Some personal favourites of word misuse are: • “Reclaim”: the word used when sea is turned into land. It may have been a breeding ground for marine food species. Commonly the fill material is taken from adjacent, equally valuable
shallow areas. In many places the shallow, highly productive sea is priced more highly when it is no longer sea, and terminology of this kind can convey incorrect messages to a senior manager or politician. Tropical seas are one important example of the global overfishing problem. As noted above, uncounted PF-562271 research buy numbers of people depend on protein from reefs, and in many countries coastal populations are rising faster even than the national averages. But first, who or what was Ponzi? A Ponzi scam is a well known scheme of financial fraud, named after its infamous practitioner, made famous again recently by a gentleman now residing in a US jail for perpetrating the world’s largest (so far) financial scam. In essence, the operator takes money from investors by offering a very high rate of return. The promised high return is paid to that investor using the
capital given by a later investor similarly attracted by CB-839 the promised high return. Thus, the second investor’s capital is not invested, but is used to pay the high interest promised to the first investor. That first investor thinks his large payment is interest on his money – but it is not. And so it goes on, in pyramid-like fashion. It can work for a while, but in a finite world it has to topple eventually. The total amount of capital may never build up, but is used to pay the supposed interest to earlier investors.
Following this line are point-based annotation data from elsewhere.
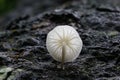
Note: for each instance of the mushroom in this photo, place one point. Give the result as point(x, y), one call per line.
point(64, 44)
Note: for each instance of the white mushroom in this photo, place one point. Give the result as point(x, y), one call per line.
point(64, 43)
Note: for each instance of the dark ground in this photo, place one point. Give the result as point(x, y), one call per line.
point(24, 30)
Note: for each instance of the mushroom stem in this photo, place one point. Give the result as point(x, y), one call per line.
point(63, 57)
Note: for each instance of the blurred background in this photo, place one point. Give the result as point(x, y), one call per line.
point(11, 9)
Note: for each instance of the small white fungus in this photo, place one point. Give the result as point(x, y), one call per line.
point(64, 43)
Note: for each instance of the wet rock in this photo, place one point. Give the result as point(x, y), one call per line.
point(23, 42)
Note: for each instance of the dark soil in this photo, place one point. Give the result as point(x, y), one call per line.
point(22, 41)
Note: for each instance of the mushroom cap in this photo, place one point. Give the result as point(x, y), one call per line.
point(66, 36)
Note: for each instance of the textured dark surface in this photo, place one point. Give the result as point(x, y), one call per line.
point(22, 42)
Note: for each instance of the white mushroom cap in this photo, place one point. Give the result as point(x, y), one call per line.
point(66, 36)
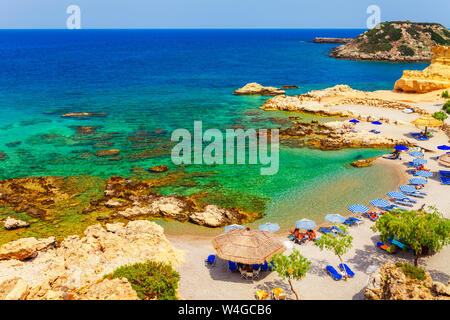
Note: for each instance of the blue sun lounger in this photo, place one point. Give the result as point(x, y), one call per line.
point(445, 180)
point(333, 272)
point(337, 230)
point(444, 173)
point(211, 260)
point(349, 271)
point(327, 231)
point(232, 266)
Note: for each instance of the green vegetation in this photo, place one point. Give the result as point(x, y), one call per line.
point(412, 271)
point(422, 230)
point(150, 280)
point(338, 245)
point(291, 267)
point(440, 115)
point(406, 51)
point(446, 107)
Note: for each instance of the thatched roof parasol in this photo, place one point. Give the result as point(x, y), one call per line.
point(445, 159)
point(427, 121)
point(246, 246)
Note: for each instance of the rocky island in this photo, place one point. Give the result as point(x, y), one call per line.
point(402, 41)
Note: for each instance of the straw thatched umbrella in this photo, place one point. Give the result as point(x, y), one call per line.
point(246, 246)
point(445, 159)
point(427, 121)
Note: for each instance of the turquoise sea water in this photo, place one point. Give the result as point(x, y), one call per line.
point(150, 82)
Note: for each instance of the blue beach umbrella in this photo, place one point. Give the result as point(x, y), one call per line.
point(305, 224)
point(416, 154)
point(269, 227)
point(419, 161)
point(407, 188)
point(417, 181)
point(228, 228)
point(358, 208)
point(423, 173)
point(381, 203)
point(396, 195)
point(335, 218)
point(401, 148)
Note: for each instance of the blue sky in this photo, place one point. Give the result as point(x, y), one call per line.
point(33, 14)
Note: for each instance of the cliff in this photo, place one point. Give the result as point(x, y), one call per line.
point(434, 77)
point(395, 41)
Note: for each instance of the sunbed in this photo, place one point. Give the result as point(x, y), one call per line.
point(398, 244)
point(232, 266)
point(262, 294)
point(339, 231)
point(349, 271)
point(211, 260)
point(326, 231)
point(444, 173)
point(278, 294)
point(333, 272)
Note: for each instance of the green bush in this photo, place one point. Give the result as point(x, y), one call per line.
point(150, 280)
point(440, 115)
point(412, 271)
point(406, 51)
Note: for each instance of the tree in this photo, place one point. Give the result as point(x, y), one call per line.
point(291, 267)
point(339, 245)
point(422, 230)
In simplest form there is no interest at all, just capital being used. Pauly (2010) first alluded to this. What are the parallels with reef fishing and what has a Ponzi scheme got to do with reef fisheries? Reef fish are the capital in question. We may picture a person with a canoe, fishing for
his or her family – an idyllic picture (but which reader would really like to swap places permanently?). That scenario would have been sustainable; the surplus fish produced on a nearly healthy reef will replenish what he catches. But then he buys an engine, to make life easier (who would blame him?) but he then needs to catch more fish to pay for it so no longer is he eating all his catch but catching more to sell. In the village, many fishermen are doing the same. Then, he gets a bigger boat, so he can catch more fish to sell, but now has even bigger boat payments to make. So he catches more fish. And so it goes on. The ‘capital’ is the fish stock, and there comes a point when natural replenishment cannot keep up. The story keeps going: a businessman or a group buy a freezer plant, which needs more capital (fish) still. You can see how the sustainable picture evolves into one that is not.